What is the solution?

LSESU to lobby LSE to:

  1. Divest from companies complicit in Israeli apartheid. Even with the current SRI Policy, the university continues to indirectly invest in companies that profit from the oppression of the Palestinian people and theft of their land. Adding negative filters and clauses that definitively remove investments for all companies profiting from apartheid and human rights violations, as well as all arms-producing companies, would make their investments more ethical.
     
  2. Sign the apartheid-free pledge and commit to ensuring that the university is free from discrimination and plays an active role in dismantling systems of oppression at home and abroad.

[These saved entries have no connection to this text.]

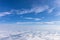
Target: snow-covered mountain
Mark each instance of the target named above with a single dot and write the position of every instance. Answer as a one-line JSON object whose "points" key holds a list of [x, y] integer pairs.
{"points": [[36, 35]]}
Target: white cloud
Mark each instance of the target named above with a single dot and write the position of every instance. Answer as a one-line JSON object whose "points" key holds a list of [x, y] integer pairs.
{"points": [[57, 3], [36, 19], [4, 13], [57, 13], [37, 9], [51, 10], [39, 23]]}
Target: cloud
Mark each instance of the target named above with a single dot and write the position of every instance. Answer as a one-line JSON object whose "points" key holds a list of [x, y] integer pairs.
{"points": [[36, 19], [51, 10], [57, 3], [57, 13], [41, 23], [37, 9], [4, 13], [34, 35]]}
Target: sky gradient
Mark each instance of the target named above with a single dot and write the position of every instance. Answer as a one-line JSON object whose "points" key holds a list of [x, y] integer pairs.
{"points": [[29, 14]]}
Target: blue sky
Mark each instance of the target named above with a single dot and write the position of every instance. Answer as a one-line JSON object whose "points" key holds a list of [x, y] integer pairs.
{"points": [[23, 14]]}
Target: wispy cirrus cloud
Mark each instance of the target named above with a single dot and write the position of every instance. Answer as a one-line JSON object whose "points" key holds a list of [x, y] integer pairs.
{"points": [[4, 13], [37, 9], [30, 18], [39, 23]]}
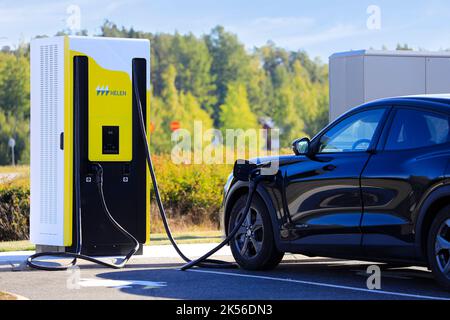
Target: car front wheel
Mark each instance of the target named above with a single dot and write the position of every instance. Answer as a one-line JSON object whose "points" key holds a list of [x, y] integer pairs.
{"points": [[253, 246], [439, 248]]}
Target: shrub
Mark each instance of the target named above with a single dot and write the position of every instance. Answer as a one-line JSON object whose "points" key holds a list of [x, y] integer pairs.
{"points": [[14, 213]]}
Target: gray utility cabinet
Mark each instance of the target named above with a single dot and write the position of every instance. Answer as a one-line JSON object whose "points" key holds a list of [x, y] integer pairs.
{"points": [[357, 77]]}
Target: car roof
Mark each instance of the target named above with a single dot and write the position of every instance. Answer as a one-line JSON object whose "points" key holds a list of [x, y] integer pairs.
{"points": [[437, 101], [436, 98]]}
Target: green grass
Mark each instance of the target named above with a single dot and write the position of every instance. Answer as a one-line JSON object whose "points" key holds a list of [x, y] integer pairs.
{"points": [[155, 239], [23, 245]]}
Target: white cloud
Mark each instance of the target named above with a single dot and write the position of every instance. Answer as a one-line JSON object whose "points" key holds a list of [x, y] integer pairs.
{"points": [[336, 32]]}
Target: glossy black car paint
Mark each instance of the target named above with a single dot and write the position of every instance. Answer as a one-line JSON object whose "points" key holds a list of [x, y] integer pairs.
{"points": [[374, 205]]}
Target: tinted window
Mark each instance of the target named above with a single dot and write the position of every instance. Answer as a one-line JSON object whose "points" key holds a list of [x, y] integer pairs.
{"points": [[353, 134], [415, 129]]}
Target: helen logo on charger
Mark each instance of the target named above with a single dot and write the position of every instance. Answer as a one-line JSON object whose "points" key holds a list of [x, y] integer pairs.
{"points": [[104, 91]]}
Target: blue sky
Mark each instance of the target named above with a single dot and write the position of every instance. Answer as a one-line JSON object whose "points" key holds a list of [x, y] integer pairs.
{"points": [[320, 27]]}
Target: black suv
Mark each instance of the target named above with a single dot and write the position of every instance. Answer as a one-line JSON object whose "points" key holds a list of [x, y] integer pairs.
{"points": [[373, 185]]}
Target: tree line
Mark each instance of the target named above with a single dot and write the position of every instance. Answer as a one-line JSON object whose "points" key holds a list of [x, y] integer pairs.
{"points": [[212, 78]]}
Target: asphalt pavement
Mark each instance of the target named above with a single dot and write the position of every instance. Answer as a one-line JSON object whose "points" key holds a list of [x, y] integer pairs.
{"points": [[156, 275]]}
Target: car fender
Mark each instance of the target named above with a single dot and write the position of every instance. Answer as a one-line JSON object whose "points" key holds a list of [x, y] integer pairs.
{"points": [[439, 192], [237, 188]]}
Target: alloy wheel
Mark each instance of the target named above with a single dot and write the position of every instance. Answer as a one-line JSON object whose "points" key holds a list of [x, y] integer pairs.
{"points": [[250, 235], [442, 248]]}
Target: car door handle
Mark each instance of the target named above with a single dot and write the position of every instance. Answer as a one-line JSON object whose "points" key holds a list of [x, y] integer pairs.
{"points": [[329, 167]]}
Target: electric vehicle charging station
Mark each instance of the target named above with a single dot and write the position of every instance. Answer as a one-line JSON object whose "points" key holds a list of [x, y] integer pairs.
{"points": [[90, 151], [83, 114]]}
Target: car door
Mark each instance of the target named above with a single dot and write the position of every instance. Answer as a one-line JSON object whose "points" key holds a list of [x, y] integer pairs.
{"points": [[412, 159], [323, 192]]}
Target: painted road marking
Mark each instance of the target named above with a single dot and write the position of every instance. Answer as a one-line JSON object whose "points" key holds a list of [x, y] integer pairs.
{"points": [[119, 284], [321, 284]]}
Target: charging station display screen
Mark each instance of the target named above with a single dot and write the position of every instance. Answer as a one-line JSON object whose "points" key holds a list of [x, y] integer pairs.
{"points": [[110, 114]]}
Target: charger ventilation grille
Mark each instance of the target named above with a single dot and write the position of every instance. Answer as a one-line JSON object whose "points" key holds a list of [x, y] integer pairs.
{"points": [[48, 133]]}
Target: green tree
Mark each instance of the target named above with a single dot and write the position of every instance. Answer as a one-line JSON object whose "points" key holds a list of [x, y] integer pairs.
{"points": [[235, 113]]}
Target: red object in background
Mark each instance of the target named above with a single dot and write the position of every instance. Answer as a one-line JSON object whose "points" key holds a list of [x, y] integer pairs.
{"points": [[175, 125]]}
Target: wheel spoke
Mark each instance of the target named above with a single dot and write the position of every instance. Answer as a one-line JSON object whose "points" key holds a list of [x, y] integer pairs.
{"points": [[256, 244], [442, 244], [244, 247], [447, 223], [446, 269], [248, 218], [258, 222], [242, 230]]}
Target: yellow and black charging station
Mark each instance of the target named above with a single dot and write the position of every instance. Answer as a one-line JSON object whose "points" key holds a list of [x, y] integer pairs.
{"points": [[90, 153], [83, 117]]}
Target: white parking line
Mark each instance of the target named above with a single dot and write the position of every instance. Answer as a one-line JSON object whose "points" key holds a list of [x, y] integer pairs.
{"points": [[321, 284]]}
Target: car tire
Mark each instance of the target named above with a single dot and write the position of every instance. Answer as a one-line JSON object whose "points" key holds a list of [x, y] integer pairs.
{"points": [[438, 248], [256, 233]]}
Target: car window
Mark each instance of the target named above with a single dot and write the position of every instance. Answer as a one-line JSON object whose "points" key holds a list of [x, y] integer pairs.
{"points": [[415, 129], [353, 134]]}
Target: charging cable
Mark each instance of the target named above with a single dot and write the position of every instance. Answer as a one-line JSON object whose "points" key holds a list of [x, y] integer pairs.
{"points": [[254, 178]]}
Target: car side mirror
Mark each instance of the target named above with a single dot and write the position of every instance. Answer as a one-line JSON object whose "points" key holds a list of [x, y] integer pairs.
{"points": [[302, 147]]}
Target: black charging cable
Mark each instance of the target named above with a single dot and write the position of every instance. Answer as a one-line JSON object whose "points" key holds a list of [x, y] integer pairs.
{"points": [[254, 178]]}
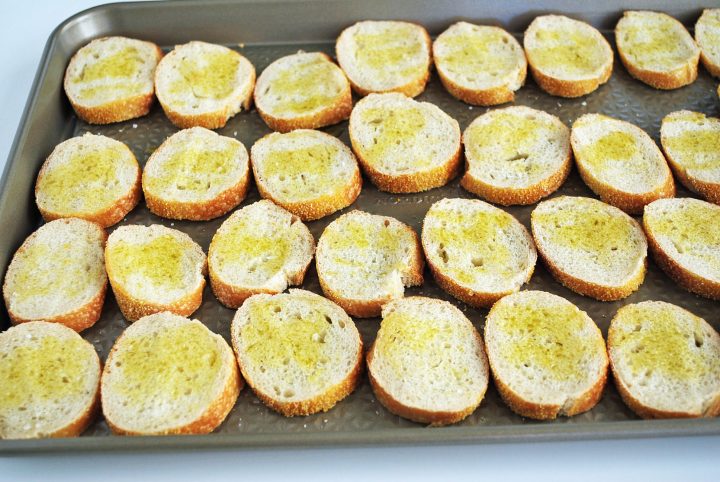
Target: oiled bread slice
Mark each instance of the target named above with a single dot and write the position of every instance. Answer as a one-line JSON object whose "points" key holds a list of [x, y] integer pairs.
{"points": [[308, 172], [684, 239], [480, 65], [477, 252], [202, 84], [428, 363], [153, 269], [547, 356], [364, 260], [657, 49], [590, 247], [385, 56], [299, 352], [167, 374], [90, 177], [665, 361], [567, 57], [620, 162], [58, 275], [404, 145], [260, 248], [196, 174], [50, 378], [111, 79], [516, 155], [303, 91]]}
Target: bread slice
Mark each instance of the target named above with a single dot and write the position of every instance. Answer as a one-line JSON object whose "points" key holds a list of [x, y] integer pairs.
{"points": [[477, 252], [153, 269], [303, 91], [364, 260], [299, 352], [202, 85], [385, 56], [684, 239], [590, 247], [403, 145], [260, 248], [516, 155], [567, 57], [167, 374], [665, 361], [111, 79], [308, 172], [50, 378], [547, 356], [427, 363], [58, 275], [620, 162], [657, 49], [196, 174]]}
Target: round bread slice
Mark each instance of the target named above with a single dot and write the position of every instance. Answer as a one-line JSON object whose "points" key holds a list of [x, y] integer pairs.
{"points": [[111, 79], [590, 247], [50, 378], [427, 363], [477, 252], [303, 91], [202, 85], [620, 162], [547, 356], [260, 248], [153, 269], [364, 260], [516, 155], [167, 374], [657, 49], [403, 145], [567, 58], [299, 352], [58, 275], [309, 173], [665, 361], [196, 174], [385, 56]]}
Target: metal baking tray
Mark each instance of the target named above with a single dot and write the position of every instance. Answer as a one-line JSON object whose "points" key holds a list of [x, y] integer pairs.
{"points": [[264, 31]]}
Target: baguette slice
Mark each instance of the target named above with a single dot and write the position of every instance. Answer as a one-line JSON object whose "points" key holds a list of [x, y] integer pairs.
{"points": [[620, 162], [657, 49], [202, 85], [58, 275], [111, 79], [307, 172], [590, 247], [427, 363], [567, 58], [385, 56], [50, 378], [477, 252], [480, 65], [547, 356], [260, 248], [364, 260], [196, 174], [665, 361], [684, 238], [90, 177], [516, 155], [154, 269], [403, 145], [167, 374], [303, 91], [299, 352]]}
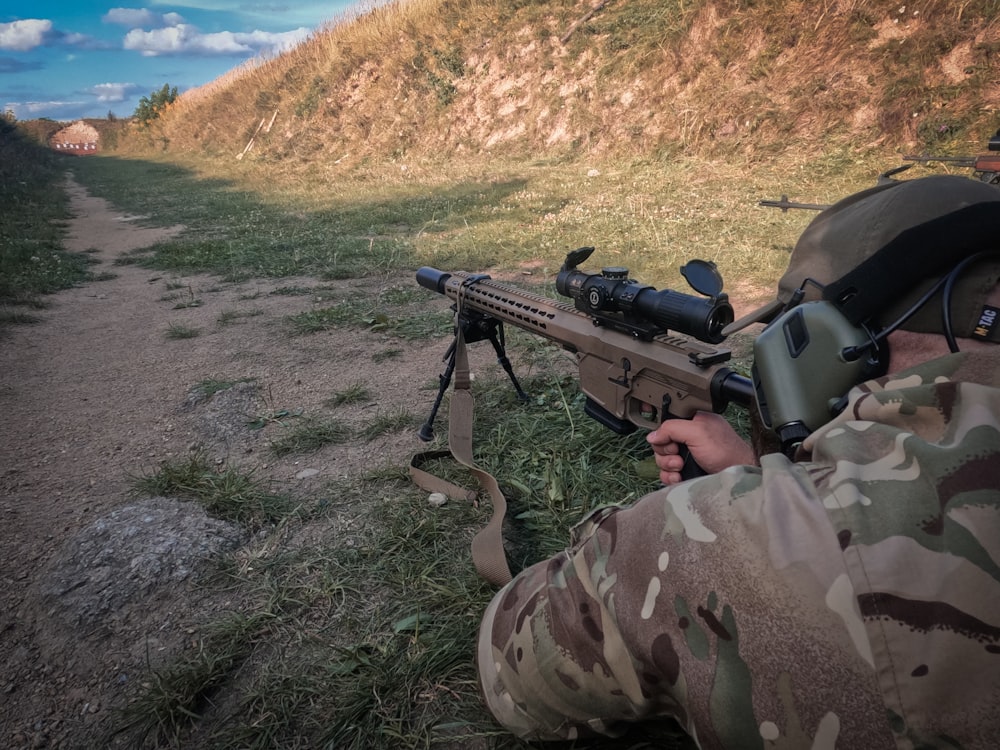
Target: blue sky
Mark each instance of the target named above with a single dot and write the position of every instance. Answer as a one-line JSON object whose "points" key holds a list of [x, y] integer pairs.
{"points": [[67, 59]]}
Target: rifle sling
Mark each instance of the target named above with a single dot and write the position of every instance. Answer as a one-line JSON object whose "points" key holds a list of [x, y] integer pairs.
{"points": [[487, 547]]}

Establish an apartheid-free zone that does not normalise relations with any regime of racism, oppression, and discrimination.
     
  3. Actively support and work with Palestine solidarity organisations such as “Jews for Justice for Palestinians” (JfJfP), BRICUP, Zochrot, ICAHD and PSC to support Palestinian and pro-Palestine students by protecting their right to narrate their experiences, and resisting government pressures to curtail free speech on campus.
     
  4. Rescind the IHRA definition, which the UCL-commissioned report concluded does not add any precision beyond that already provided by the Equality Act, and the IHRA examples have been used to silence Palestinian activism. If a specific definition of antisemitism is to be adopted, it should protect Jewish students’ welfare without silencing those who have experienced oppression at the hands of the Israeli state as well as activism on campus in their support.